Detangling curly hair can be time-consuming and painful, and runs the risk of damaging your fragile coils (who else has flashbacks of a parent almost ripping out their scalp?). But with the proper brush and technique, detangling curly hair doesn't have to be a source of stress.

A quality detangling brush will have firm, plastic bristles and a flexible structure that can work through your hair without resistance. If you're not familiar with this kind of brush, just look for brushes that have backs made of multiple sections, either bars or a zigzag shape. By not having a solid back, a detangling brush can comfortably contort to some of the funky angles you need to get at when working out a big knot. This design prevents breakage and makes the detangling process much easier.

Having the right tool will make a major difference, but once you have a decent detangling brush, you'll still need to have the correct brushing method to get the best results.

Before you pick up the brush

When you have curly hair, a good portion of the detangling process should take place before you even start brushing. Your first step should be to wash and condition your hair. Dry curly hair is quite difficult to manipulate, whereas wet, conditioned hair will have enough of that important slip for you to work a brush through it. If you have a looser curl pattern you can try to lightly detangle your dry hair before getting it wet, but you should still detangle after conditioning as well.

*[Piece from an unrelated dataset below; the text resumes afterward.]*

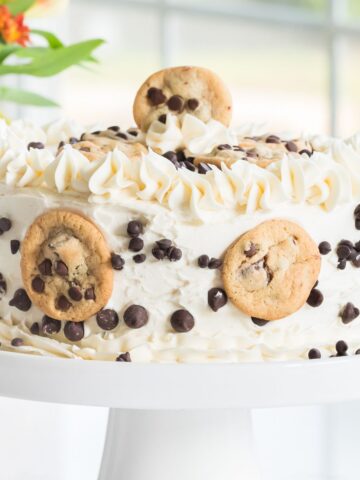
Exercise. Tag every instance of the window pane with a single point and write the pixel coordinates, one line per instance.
(349, 102)
(277, 75)
(106, 91)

After you've applied conditioner to your hair, you can begin the detangling process with your fingers. Your fingers are wider and more flexible than any comb or brush, and this is the most gentle way to work out the largest knots without tearing out your hair. Once your hair feels relatively detangled when you run your fingers through it, you're ready to go in with your detangling brush.

Start at the ends

The biggest detangling mistake is to place your brush at the roots and drag it through your hair. You might see people do this in movies or commercials and assume that's the normal way to brush your hair, but sadly, our hair in real life is too delicate for such a harsh approach. If you brush from your roots down, you'll be taking the tangles at the top of your head and pulling them down to the tangles at the ends, creating massive knots, the dreaded stubborn fairy knots, and even a stuck hair brush. Instead, you need to start at the ends of your hair and make sure that part is detangled before putting your brush anywhere near your roots.

If you have a lot of hair, divide it into several sections for easier brushing. Hold a section of hair in your fingers and brush downwards through the very ends of your hair. Gripping your hair with your fingers as you detangle the ends will prevent any tugging at your scalp, thus avoiding unnecessary pain and protecting your hair follicles from any tension damage. When that small section of ends is fully detangled, you can gradually start brushing downwards from higher starting points until you are smoothly brushing through from root to end. Repeat this process until all sections of your curly hair are fully detangled. With tangle-free curls, you'll have a much better time styling your hair and creating defined, voluminous texture.